Non-nutritive sweeteners (NNSs), commonly used as a substitute for sugar in a large variety of foods and beverages due to their low-calorie or no-calorie content, are being consumed by billions of individuals globally. The primary function of NNSs is to provide a sweet taste sensation without adding calories of sugar, thereby enhancing the palatability of low-carbohydrate foods or beverages. Sweetness detection is mediated by taste receptors located in the taste buds on the tongue. These receptors activate sensory neurons, which transmit the sweet signal to higher-order neurons in specific regions of the brain responsible for generating sweet taste perception, such as the nucleus of the solitary tract, parabrachial nucleus, thalamus, and insula (Yarmolinsky et al., 2009). Previous studies have shown that the neural circuitry involved in sweet taste information processing is complex and includes multiple neurons (Dahanukar et al., 2007; Fujii et al., 2015; Jiao et al., 2007; Jiao et al., 2008; Kain and Dahanukar, 2015; Slone et al., 2007; Thoma et al., 2016). Moreover, we have shown previously that chronic NNS consumption requires a complex neural signalling to induce a fasting response in the brain (Wang et al., 2016). However, humans use NNSs to increase the palatability, and much less is known about how NNSs impact feeding.

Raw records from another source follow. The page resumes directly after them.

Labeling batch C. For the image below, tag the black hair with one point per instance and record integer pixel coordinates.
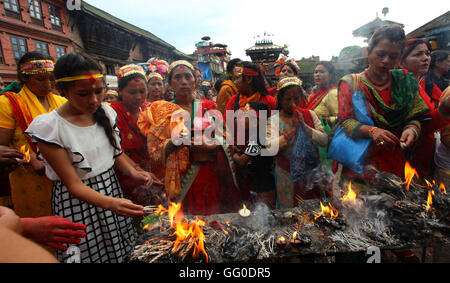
(260, 106)
(73, 64)
(258, 82)
(438, 56)
(331, 71)
(170, 75)
(34, 55)
(232, 64)
(391, 32)
(411, 44)
(218, 85)
(283, 91)
(292, 66)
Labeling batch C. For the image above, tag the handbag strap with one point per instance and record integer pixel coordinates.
(356, 81)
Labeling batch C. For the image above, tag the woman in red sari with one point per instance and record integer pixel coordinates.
(416, 59)
(324, 103)
(132, 101)
(393, 103)
(198, 176)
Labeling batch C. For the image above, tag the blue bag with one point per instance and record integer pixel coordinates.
(350, 152)
(304, 157)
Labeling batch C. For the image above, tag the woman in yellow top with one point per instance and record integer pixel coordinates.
(30, 189)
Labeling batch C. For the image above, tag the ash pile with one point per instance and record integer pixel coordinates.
(390, 215)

Drosophila is an excellent model organism for investigating the effects of sweet taste perception on food intake. Its taste organ system is similar to that of mammals (Staats et al., 2018), and sweet taste perception strongly influences its feeding behaviour (May et al., 2020; May et al., 2019). Furthermore, NNSs have been shown to elicit a sweet taste perception in Drosophila (LeDue et al., 2015; Wang et al., 2016; Wang et al., 2017). Therefore, in this study, we investigated the mechanisms underlying how the NNSs sucralose can impact acute food intake, and then dissected the underlying neural pathways that control this effect. We find that the NNSs sucralose shows a potent ability to increase food intake, and this effect is mediated by sweet taste neurons, and octopamine, dopamine, and NPF systems.